The first fund, the Northleaf Venture Catalyst Fund, which reached its maximum fund size of US$300 million in 2015, has committed capital to six venture capital fund managers and made direct investments in fast-growing Canadian companies, such as Wattpad, Vision Critical, Silanis, eSentire and FreshBooks.
OMERS Ventures, the venture capital arm of Canada’s largest pension fund, has also poured money into the start-up ecosystem. It has backed about 30 start-ups in the five years since it launched, says Sid Paquette, a managing director. He believes it is the only direct-investment pension fund in Canada investing in the venture asset class. “It’s absolutely not common,” he said.
Unlike in the United States, public money is the primary driver of the Canadian venture capital market. “Predominantly it is pension plans investing in funds and it is family offices investing in funds,” said Paquette.
With financing abundant, start-ups are aiming higher.

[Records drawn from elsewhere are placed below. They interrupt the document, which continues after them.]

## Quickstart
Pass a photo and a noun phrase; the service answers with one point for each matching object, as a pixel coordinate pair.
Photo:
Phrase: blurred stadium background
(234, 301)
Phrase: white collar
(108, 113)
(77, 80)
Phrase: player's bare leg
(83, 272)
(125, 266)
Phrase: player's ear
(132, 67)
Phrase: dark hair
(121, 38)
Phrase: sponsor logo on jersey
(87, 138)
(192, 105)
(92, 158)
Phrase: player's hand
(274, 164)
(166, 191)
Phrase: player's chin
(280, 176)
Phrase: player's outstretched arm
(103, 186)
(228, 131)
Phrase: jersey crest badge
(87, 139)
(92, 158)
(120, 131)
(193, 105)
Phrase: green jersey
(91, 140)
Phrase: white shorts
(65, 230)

“It seems like every week, there is a US$25 million or US$50 million financing announced in Canada,” said Karamdeep Nijjar, a venture capitalist at iNovia Capital in Toronto. “The bar has been raised. I think people are not just interested in being acquired by a bigger player but becoming that bigger player on their own.”

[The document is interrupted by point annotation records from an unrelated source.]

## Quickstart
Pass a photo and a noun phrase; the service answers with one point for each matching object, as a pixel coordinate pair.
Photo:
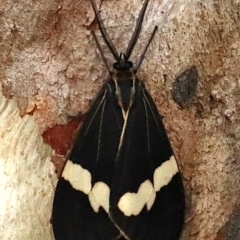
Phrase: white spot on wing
(99, 196)
(133, 203)
(164, 173)
(78, 177)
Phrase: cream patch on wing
(78, 177)
(99, 196)
(133, 203)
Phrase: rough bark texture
(50, 66)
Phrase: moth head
(122, 64)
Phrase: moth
(121, 180)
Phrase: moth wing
(73, 216)
(145, 148)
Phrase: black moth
(121, 180)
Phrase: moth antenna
(103, 31)
(137, 30)
(101, 52)
(142, 56)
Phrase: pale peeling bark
(51, 67)
(27, 178)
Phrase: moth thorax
(123, 76)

Section 116 of the Income Tax Act of 2010 has also helped spark investments in start-ups, says Ameet Shah, a partner at Golden Venture Partners, a seed-stage fund in Toronto whose start-up, Five Mobile, was acquired by Zynga in July 2011. The change in tax law liberated foreign backers of Canadian start-ups from filing pages of documents if a company in which they have invested is sold. “It has made it a lot easier for U.S. investors to invest,” said Shah.
The latest initiative designed to fuel entrepreneurial companies is the Canadian government’s proposed Global Skills Strategy, designed to make it easier to attract “low-risk, high-skill talent.” Expected to take effect later this year, it aims to make it possible for companies to get a work permit visa for potential hires within two weeks. “That would really help companies like ours,” said Allen Lau, CEO of the fast-growing, Toronto-based storytelling platform WattPad, which has 130 employees. “There’s no such thing as too much talent. This will help us to attract talent on a global basis to help us scale the company.”
Certainly, even with all of the government support, the Canadian venture capital scene has a long way to go before it is as robust as Silicon Valley’s. “There aren’t that many funds in Canada designed to serve this industry,” said Michael Litt, co-founder of Vidyard, a video platform for business in the Kitchener area, near Toronto, that has raised US$70 million in three rounds of financing. “However, bringing money across the border and raising money stateside doesn’t seem to be an issue.”
Litt now runs a fund that has invested in 50 start-ups. “The advice I always give these individuals is they should definitely go south of the border,” said Litt. Given the favorable exchange rate, notes Zuckerman at VarageSale, “U.S. funding goes a lot further in Canada.”